There are python modules that package up the distance-algorithms for you -
e.g. https://pypi.python.org/pypi/python-Levenshtein/
Or you could write your own, I think the packaged ones are likely to be faster as they're C'ified.
So, assuming the Levenshtein module (I don't know, as have not used it) provides a function say getLev (word1, word2) that generates a numeric score, you should be able to feed in the contents from two wordlists from sources 1 and 2. If you make sure your inputs are already filtered for uniqueness, and maybe sorted alphabetically, that would help too.
Feed them into a matrix generation function.
Here, I've imported numpy as np and am using that module for speed
def genLevenshteinMatrix(wordlist1, wordlist2):
x = len(wordlist1)
y = len(wordlist1)
l_matrix = np.zeros(( x, y))
for i in range( 0 , x ):
x_word = wordlist1[i]
for j in range ( 0 , y ):
y_word = wordlist[j]
l_matrix[i][j] = getLev ( x_word, y_word )

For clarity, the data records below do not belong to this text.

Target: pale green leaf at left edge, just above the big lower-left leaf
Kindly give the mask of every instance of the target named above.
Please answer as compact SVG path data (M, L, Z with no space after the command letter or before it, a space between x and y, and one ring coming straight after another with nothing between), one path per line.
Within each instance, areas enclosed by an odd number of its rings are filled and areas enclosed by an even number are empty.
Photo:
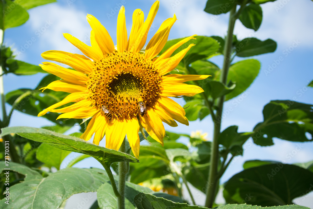
M25 181L31 181L35 179L42 179L42 176L40 173L34 171L33 169L24 166L22 164L18 164L16 162L9 162L9 167L6 167L4 163L0 164L0 173L6 172L8 170L5 170L6 168L10 168L10 171L15 171L20 174L23 174L25 176ZM11 187L10 187L11 188Z

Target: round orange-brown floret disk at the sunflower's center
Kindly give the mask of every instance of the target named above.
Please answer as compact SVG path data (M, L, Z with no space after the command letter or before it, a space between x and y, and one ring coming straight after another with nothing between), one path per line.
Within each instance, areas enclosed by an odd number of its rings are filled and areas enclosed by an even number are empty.
M118 52L104 55L94 63L86 83L94 106L104 107L116 117L133 117L139 103L153 103L159 94L161 75L143 54Z

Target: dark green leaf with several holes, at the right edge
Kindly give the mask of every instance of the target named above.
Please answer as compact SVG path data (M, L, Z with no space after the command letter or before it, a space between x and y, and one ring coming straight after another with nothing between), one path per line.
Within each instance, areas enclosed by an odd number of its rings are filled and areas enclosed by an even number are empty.
M273 137L292 142L309 142L313 134L313 105L289 100L271 101L263 109L264 122L254 127L254 143L273 145Z

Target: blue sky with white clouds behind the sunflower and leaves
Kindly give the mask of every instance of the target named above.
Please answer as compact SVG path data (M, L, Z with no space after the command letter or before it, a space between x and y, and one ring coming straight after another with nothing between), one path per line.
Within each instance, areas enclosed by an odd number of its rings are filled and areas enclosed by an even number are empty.
M71 35L89 42L90 26L86 21L86 14L92 14L102 22L110 33L116 44L116 22L117 13L115 10L124 4L126 8L126 26L128 33L131 29L131 16L136 8L140 8L147 16L154 1L79 1L62 0L57 3L45 5L29 10L30 18L23 26L8 29L5 32L4 42L12 46L19 54L17 59L39 64L44 59L40 54L47 50L63 50L67 52L80 53L62 35ZM152 24L148 39L151 38L166 18L177 16L177 22L172 27L169 39L186 37L193 34L206 36L225 36L228 24L228 14L214 16L203 11L205 0L161 0L159 12ZM236 22L234 33L238 39L246 37L257 37L261 40L272 38L278 44L274 53L269 53L253 58L261 62L261 69L258 77L246 90L247 97L236 97L225 103L224 110L233 107L232 112L224 112L225 118L222 122L222 129L231 125L238 125L240 132L250 132L253 127L263 121L262 110L270 100L292 100L296 97L297 102L313 103L313 88L306 88L308 82L313 79L313 2L310 0L277 0L262 5L263 22L257 32L245 28L240 21ZM33 38L34 37L34 38ZM31 41L33 40L35 41ZM25 50L24 50L25 49ZM289 50L287 52L287 50ZM21 52L21 53L19 53ZM269 72L269 65L272 66L275 60L283 57L283 60ZM237 59L235 61L241 60ZM222 57L214 57L220 67ZM277 62L277 61L276 61ZM275 66L275 65L273 65ZM270 69L271 70L271 69ZM6 75L4 77L5 92L18 88L34 88L37 86L44 74L36 74L28 77ZM303 93L300 93L300 89ZM181 105L183 100L177 100ZM20 112L15 112L10 126L41 127L52 125L44 118L31 117ZM192 131L203 130L208 132L209 139L213 135L213 124L210 117L202 122L190 122L189 127L179 125L167 130L190 134ZM75 130L72 129L74 132ZM275 145L271 147L260 147L248 140L244 145L244 156L237 157L230 165L222 182L227 181L233 174L242 170L242 164L246 160L261 159L286 161L287 163L308 162L313 160L313 143L303 143L301 150L291 159L288 153L295 150L299 145L296 142L287 142L275 139ZM101 145L101 143L100 143ZM104 143L102 144L105 145ZM86 159L78 164L79 167L100 167L97 162ZM310 197L313 197L311 194ZM305 198L303 204L313 205L313 198Z

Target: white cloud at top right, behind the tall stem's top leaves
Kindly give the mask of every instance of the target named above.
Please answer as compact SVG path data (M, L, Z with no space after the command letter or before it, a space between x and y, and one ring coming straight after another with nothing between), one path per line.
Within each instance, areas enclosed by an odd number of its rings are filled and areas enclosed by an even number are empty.
M228 14L212 15L203 11L206 0L194 0L192 3L185 0L162 1L161 6L167 9L168 14L176 13L175 30L180 37L187 35L218 35L224 36L227 32ZM236 22L234 34L240 39L257 37L265 40L272 38L279 46L288 47L294 40L312 46L311 34L313 28L312 2L308 0L290 1L278 0L262 4L263 22L260 29L254 32L244 27L239 20Z

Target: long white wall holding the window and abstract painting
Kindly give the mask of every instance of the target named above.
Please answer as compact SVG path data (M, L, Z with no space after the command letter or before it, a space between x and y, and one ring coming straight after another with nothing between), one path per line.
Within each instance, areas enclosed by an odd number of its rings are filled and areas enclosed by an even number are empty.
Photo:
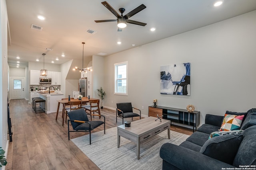
M148 115L148 106L186 109L205 114L247 111L256 96L256 11L155 41L104 58L104 106L132 102ZM114 95L114 63L128 61L128 96ZM191 96L160 94L160 66L191 63ZM95 67L94 67L95 70ZM113 101L113 103L112 103Z

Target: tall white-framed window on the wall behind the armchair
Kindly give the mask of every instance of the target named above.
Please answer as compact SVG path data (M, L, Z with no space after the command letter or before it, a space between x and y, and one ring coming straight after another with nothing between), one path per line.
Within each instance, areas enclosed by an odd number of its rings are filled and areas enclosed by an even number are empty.
M114 94L120 94L120 95L128 95L127 93L127 65L128 62L122 62L122 63L116 63L114 64L114 70L115 70L115 89Z

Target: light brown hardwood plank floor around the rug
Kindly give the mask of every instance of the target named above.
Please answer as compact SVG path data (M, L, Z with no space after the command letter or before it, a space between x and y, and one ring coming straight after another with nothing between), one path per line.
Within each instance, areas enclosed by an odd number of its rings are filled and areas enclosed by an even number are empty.
M122 124L116 111L101 109L106 117L106 129ZM34 113L31 104L26 100L10 100L10 117L12 121L12 142L9 143L7 170L99 170L99 168L72 141L68 141L67 123L62 126L62 113ZM98 118L94 118L98 119ZM138 120L135 117L133 120ZM127 120L131 121L131 118ZM93 130L102 131L104 126ZM178 126L171 130L187 135L191 129ZM107 133L107 131L106 131ZM80 137L88 133L70 133L70 138ZM85 141L89 142L89 141ZM93 139L92 139L93 145Z

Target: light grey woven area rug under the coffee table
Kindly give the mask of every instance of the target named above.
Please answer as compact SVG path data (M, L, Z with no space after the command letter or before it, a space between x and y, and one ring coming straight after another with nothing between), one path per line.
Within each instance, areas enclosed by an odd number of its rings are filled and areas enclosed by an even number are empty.
M136 143L120 137L117 148L117 128L92 133L92 145L89 135L72 139L73 143L86 154L101 170L161 170L162 158L159 151L164 143L180 145L189 135L170 131L159 133L140 143L140 159L136 156Z

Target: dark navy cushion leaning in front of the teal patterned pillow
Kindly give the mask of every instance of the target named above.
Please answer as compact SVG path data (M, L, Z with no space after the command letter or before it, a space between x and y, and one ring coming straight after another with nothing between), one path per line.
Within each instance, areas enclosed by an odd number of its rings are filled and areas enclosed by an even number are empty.
M199 152L232 165L242 139L243 135L213 137L206 141Z

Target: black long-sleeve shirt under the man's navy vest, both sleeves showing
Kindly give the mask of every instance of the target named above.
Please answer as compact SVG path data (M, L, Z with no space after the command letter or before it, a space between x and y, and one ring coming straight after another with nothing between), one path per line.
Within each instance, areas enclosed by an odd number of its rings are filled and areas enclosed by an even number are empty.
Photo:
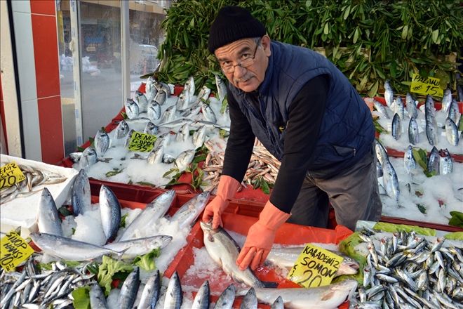
M307 81L289 106L281 167L270 196L270 202L286 213L293 208L307 173L325 112L328 84L326 75L314 77ZM227 100L231 124L222 175L241 181L253 152L255 135L229 91Z

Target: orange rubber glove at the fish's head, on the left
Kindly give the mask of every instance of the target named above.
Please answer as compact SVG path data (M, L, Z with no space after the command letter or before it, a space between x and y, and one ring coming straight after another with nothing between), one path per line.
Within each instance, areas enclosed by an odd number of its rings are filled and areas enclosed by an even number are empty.
M222 224L222 213L227 208L230 199L235 196L239 186L238 180L233 177L222 175L220 176L219 187L217 188L217 195L209 204L206 205L203 213L203 221L213 221L213 228L218 228Z

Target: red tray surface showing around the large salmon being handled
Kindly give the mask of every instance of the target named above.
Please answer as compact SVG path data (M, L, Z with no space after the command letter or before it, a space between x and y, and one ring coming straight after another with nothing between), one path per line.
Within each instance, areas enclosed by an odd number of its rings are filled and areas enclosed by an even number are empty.
M253 223L257 221L257 218L250 216L241 216L233 213L224 213L222 215L222 221L226 230L237 232L241 235L246 235L248 229ZM335 230L326 230L322 228L313 228L302 225L295 225L292 223L284 223L281 228L276 232L275 243L276 244L304 244L307 242L318 242L318 243L333 243L337 244L342 239L345 239L351 235L352 231L345 228L342 225L338 225ZM188 268L194 263L194 248L202 248L203 243L203 231L199 222L197 222L189 236L187 237L187 246L179 251L175 256L170 266L164 272L166 277L171 277L173 272L177 271L180 276L180 282L182 277ZM279 275L276 275L274 270L269 268L257 268L255 272L257 277L262 281L279 282L279 287L299 287L297 284L290 282ZM197 278L195 281L195 287L199 289L201 284L207 278ZM191 284L191 282L190 282ZM210 287L214 289L213 285ZM194 293L195 295L195 293ZM217 301L217 296L211 296L211 301ZM236 297L234 302L234 308L239 308L242 297ZM270 308L269 305L259 303L258 308ZM340 308L348 308L348 303L343 303Z

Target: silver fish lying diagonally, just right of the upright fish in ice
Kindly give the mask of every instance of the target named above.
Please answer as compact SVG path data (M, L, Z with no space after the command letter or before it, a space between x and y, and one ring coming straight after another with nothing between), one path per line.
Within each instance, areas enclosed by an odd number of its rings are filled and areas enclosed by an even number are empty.
M156 223L168 211L175 197L175 190L168 190L152 200L145 209L128 225L116 241L133 239L139 230L144 230L146 226Z

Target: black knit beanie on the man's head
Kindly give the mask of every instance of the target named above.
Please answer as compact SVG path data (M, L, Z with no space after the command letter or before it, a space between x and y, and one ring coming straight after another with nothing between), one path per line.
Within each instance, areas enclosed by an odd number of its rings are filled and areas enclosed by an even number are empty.
M253 18L246 8L224 6L210 26L208 49L210 53L214 53L217 48L233 41L249 37L263 37L265 33L262 22Z

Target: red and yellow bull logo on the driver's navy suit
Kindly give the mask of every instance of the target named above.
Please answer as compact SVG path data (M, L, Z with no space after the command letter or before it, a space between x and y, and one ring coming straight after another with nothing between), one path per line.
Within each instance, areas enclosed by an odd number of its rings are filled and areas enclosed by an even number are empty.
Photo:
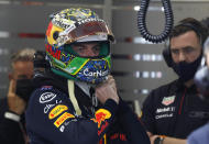
M96 111L95 118L91 119L95 123L98 123L98 128L100 129L101 123L111 117L111 113L106 109L99 109Z

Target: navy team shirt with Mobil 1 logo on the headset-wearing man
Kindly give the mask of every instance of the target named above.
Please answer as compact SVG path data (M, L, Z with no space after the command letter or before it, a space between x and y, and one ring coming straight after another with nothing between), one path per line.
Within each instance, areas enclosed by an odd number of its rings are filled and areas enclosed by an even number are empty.
M209 120L209 106L195 85L175 80L154 89L143 104L142 122L153 134L187 139Z

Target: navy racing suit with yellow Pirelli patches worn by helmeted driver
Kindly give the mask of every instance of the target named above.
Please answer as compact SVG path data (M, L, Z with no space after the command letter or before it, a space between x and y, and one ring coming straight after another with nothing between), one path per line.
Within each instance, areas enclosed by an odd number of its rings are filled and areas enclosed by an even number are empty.
M50 75L50 76L48 76ZM67 79L48 74L34 79L34 90L26 110L26 129L31 144L150 144L139 118L122 99L108 99L95 106L75 85L76 114L68 96Z

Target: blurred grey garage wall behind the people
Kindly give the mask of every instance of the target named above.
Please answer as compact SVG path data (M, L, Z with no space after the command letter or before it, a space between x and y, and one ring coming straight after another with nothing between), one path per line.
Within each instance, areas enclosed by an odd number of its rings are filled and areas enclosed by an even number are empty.
M48 15L70 7L95 10L108 21L117 43L112 45L112 75L121 97L141 108L147 93L176 78L162 57L164 43L152 44L140 35L136 20L140 0L0 0L0 97L7 96L10 56L24 47L44 51ZM209 16L209 0L170 0L174 23L193 16ZM164 9L151 0L147 27L152 34L164 29ZM138 111L139 112L139 111Z

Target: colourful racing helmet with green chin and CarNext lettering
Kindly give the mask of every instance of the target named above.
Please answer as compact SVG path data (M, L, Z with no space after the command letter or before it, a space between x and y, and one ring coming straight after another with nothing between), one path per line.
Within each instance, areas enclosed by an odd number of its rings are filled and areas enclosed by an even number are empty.
M110 43L114 41L107 23L90 9L65 9L52 15L46 31L46 56L53 73L67 79L99 84L111 69ZM72 48L77 43L98 43L99 56L81 57Z

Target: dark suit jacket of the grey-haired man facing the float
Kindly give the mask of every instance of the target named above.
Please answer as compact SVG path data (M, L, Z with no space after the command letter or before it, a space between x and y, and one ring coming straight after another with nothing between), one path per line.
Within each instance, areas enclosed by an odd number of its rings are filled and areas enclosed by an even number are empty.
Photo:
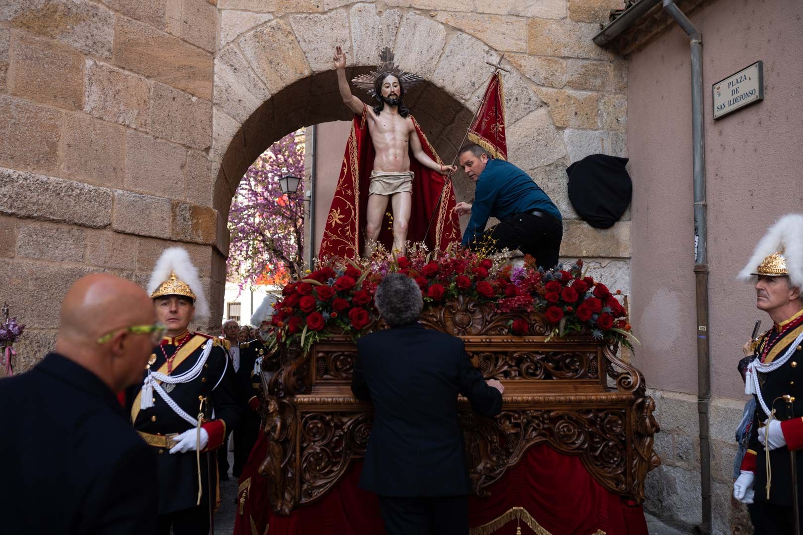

Something like that should allow you to generate a matrix that stores a measure of which words are most like which other words.
Once that's created, you can interrogate it using a function like this:
def interrogate_Levenshtein_matrix (ndarray_x, wordlist1, wordlist2, float_threshold):
l = []
x = len(ndarray_x)
y = len(ndarray_x[0])
for i in range(0 , x ):
for j in range(0 , y ):
if ndarray_x[i][j] >= float_threshold:
l.append ([(wordlist1[i],wordlist2[j]),ndarray_x[i][j]])
return l
And that will output a list of words that are "close" (i.e. have a lower distance) as measured by the Levenshtein function used earlier, as a list, containing a list of the two similar words.
You might need to trim it down somehow, as I think you'll get all like-combinations twice, i.e. ['word','work'] as one return value, and ['work','word'] as another.
As you develop the code, you could swap in different correlation functions and try different threshold values.